Ideas for Key Stage 4 and beyond
- Give older KS4 and KS5 pupils the opportunity to read Coban Addison’s powerful 2012 novel, A Walk Across the Sun, which explores the brutal reality of child sex trafficking in Mumbai.
- To fulfil CCEA Spoken Language requirements at KS4, listen to these TED talks on social change to analyse how the speakers use language to inspire desire for social change.
- Select texts from CCEA’s specification for English Literature at KS5 which incorporate or allude to or explore race, gender and economic inequality. Nathaniel Hawthorne’s The Scarlet Letter, Shakespeare’s Othello, and Tennessee Williams’ A Streetcar Named Desire all deal with various representations of the ‘Other’ in society, drawing attention to the injustice that comes with prejudice.
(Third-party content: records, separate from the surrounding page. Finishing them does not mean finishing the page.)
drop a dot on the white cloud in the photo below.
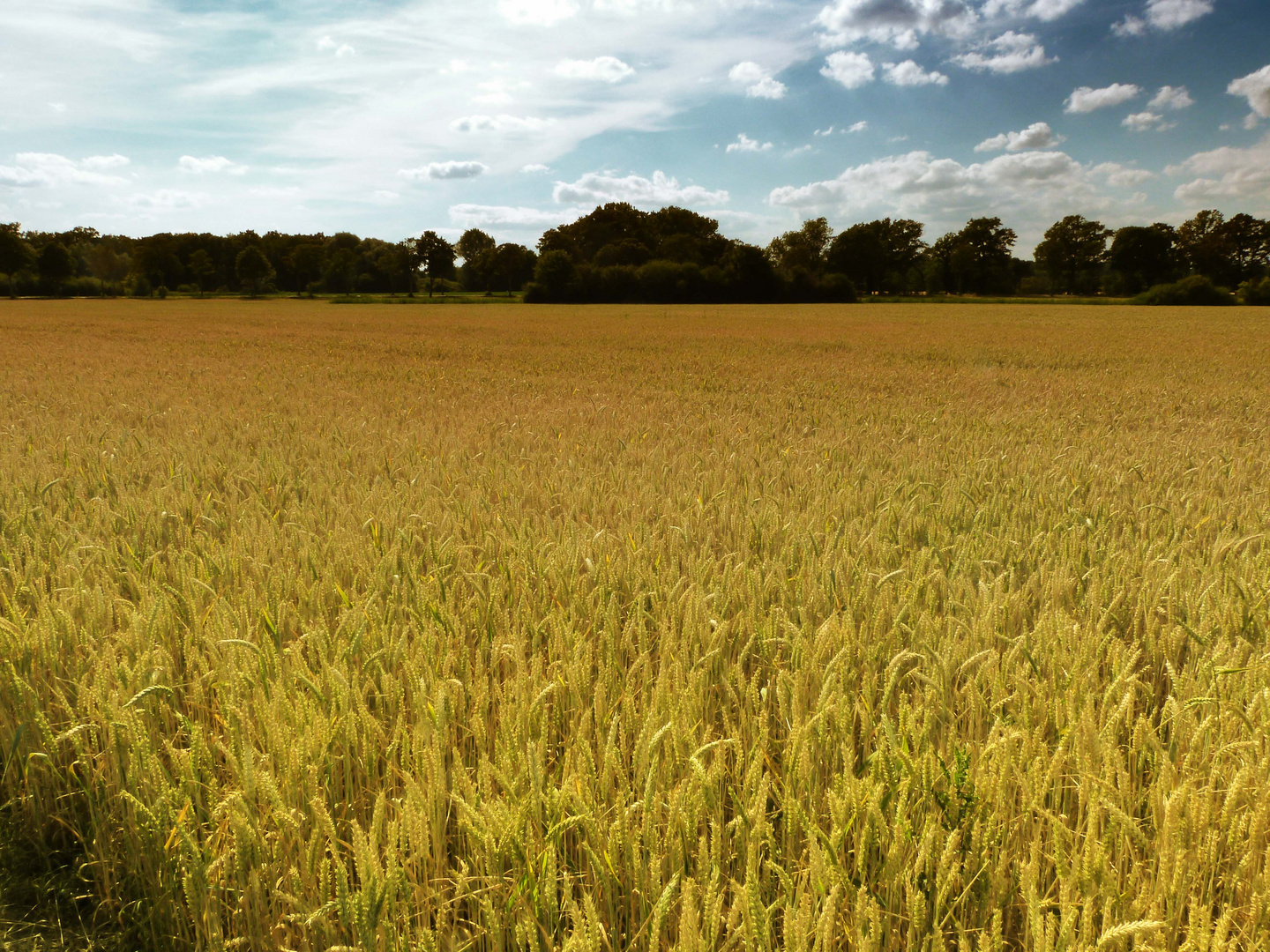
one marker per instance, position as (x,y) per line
(165,199)
(1010,52)
(446,170)
(909,74)
(1123,175)
(598,188)
(1256,89)
(539,13)
(744,144)
(1147,122)
(602,69)
(481,216)
(1036,136)
(1162,14)
(1039,9)
(1171,98)
(499,123)
(852,70)
(1227,175)
(1027,190)
(208,164)
(758,81)
(900,23)
(1171,14)
(1129,26)
(51,170)
(106,161)
(1086,100)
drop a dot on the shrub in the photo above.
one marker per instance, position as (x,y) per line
(1195,291)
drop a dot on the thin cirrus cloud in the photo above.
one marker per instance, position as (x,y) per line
(1036,136)
(758,83)
(1086,100)
(51,170)
(602,69)
(210,164)
(451,169)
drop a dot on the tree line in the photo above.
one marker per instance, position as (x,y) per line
(623,254)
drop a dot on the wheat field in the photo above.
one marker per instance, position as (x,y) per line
(691,628)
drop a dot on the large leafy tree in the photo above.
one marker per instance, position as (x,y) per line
(436,258)
(56,265)
(878,256)
(1072,249)
(1143,256)
(983,251)
(16,254)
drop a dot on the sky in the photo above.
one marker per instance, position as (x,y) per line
(389,117)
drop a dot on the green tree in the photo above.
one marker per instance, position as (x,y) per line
(878,256)
(474,247)
(982,254)
(1072,249)
(253,270)
(201,268)
(513,265)
(803,249)
(56,265)
(436,258)
(16,254)
(1143,257)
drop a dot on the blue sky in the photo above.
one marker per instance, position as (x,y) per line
(387,117)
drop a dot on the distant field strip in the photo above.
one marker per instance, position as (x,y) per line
(621,628)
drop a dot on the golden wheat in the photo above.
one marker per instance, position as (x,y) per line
(641,628)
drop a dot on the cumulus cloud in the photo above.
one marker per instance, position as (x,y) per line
(909,74)
(1039,9)
(210,164)
(758,83)
(446,170)
(744,144)
(1029,188)
(501,123)
(598,188)
(1171,98)
(900,23)
(1122,175)
(1227,175)
(1162,14)
(482,216)
(49,170)
(1147,122)
(1036,136)
(1256,89)
(602,69)
(1086,100)
(1010,52)
(852,70)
Take time to connect these texts to modern day contexts to understand how a contemporary reader or audience would understand these issues.
Finally...
See the global dimension in everything you teach. Take time to tell children that the sonnet came from Italy, the novel from Spain, the theatre from Greece and folk tales from every corner of the globe. When teaching creative writing, use well-known novel openings from around the globe to extend a class’ general knowledge of literature. Start a Macbeth lesson with a brief consideration of totalitarian regimes around the world. Acknowledge the global dimension in your planner for each Unit of Work and, before you know it, it’ll be obvious in every lesson.